Thus, the CoH/ductular unit, with somewhat variable anatomy (Fig. 4A) begins in the periportal parenchymal region as the first twig of the biliary tree, crosses the limiting plate, becoming a somewhat larger interlobular bile duct. The numbers, lengths, and shapes of the CoH/ductule units depend on the source and hence normalcy of the specimens and on the application of immunohistological markers, e.g., keratin 7 (K7), K19, or epithelial cell adhesion molecule (EpCAM).1, 5,6,7 Without
immunostaining, there is an average of 0.4 ductules per portal tract (range 0-4) in normal human liver,8 whereas median values of 2.5-5 ductules per portal tract were observed after application of the K7 immunostain.9,10 Historically, human DRs have been grouped on the basis of morphology selleck selleck chemical into “typical” and “atypical”, terms originally applied in and based on rodent studies.11 This terminology is discouraged, because a classification of DRs based on a quite limited set of experimental
conditions in rodents cannot readily accommodate the range of patterns seen clinically; DRs are diverse, covering a spectrum of features rather than clear subphenotypes, which will now be described (Fig. 1).
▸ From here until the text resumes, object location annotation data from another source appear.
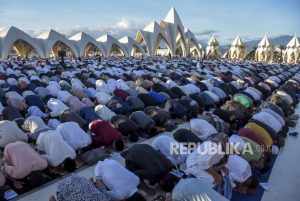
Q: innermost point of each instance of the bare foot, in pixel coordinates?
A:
(168, 197)
(52, 198)
(150, 192)
(18, 184)
(91, 180)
DR morphologies may range from well-formed ductules with recognizable lumina to irregular counterparts without obvious lumina, sometimes merely consisting of MCE a string of cells. Variable phenotypes between both ends of this spectrum can be present concomitantly in a single specimen, depending on the etiology and evolution of the disease. Even greater complexity emerges when there are concomitant disease processes such as primary sclerosing
cholangitis (PSC) with both obstructive and regenerative DRs.12 Classification schemes suggested by Desmet12 and Turanyi et al.13 have attempted to integrate the histologic features, inciting disease, and/or immunophenotyping of DR, but these have not been subjected to a consensus-building process of review and are not (yet) recommended for DR subclassification. Biliary obstruction produces the most well-known example of DR, featuring a multiplication of small ductules at the periphery of edematous portal stroma. The ductules show variable nuclear size and contain no bile. Obstructive-type DRs may be extraordinarily prominent, seemingly replacing parenchyma with markedly expanded portal tracts, but these can rapidly resolve. When bile concretions are present in dilated ductular lumina (“cholangitis lenta” or ductular cholestasis) a superimposed septicemia should be considered, either from cholangitis or a distant source.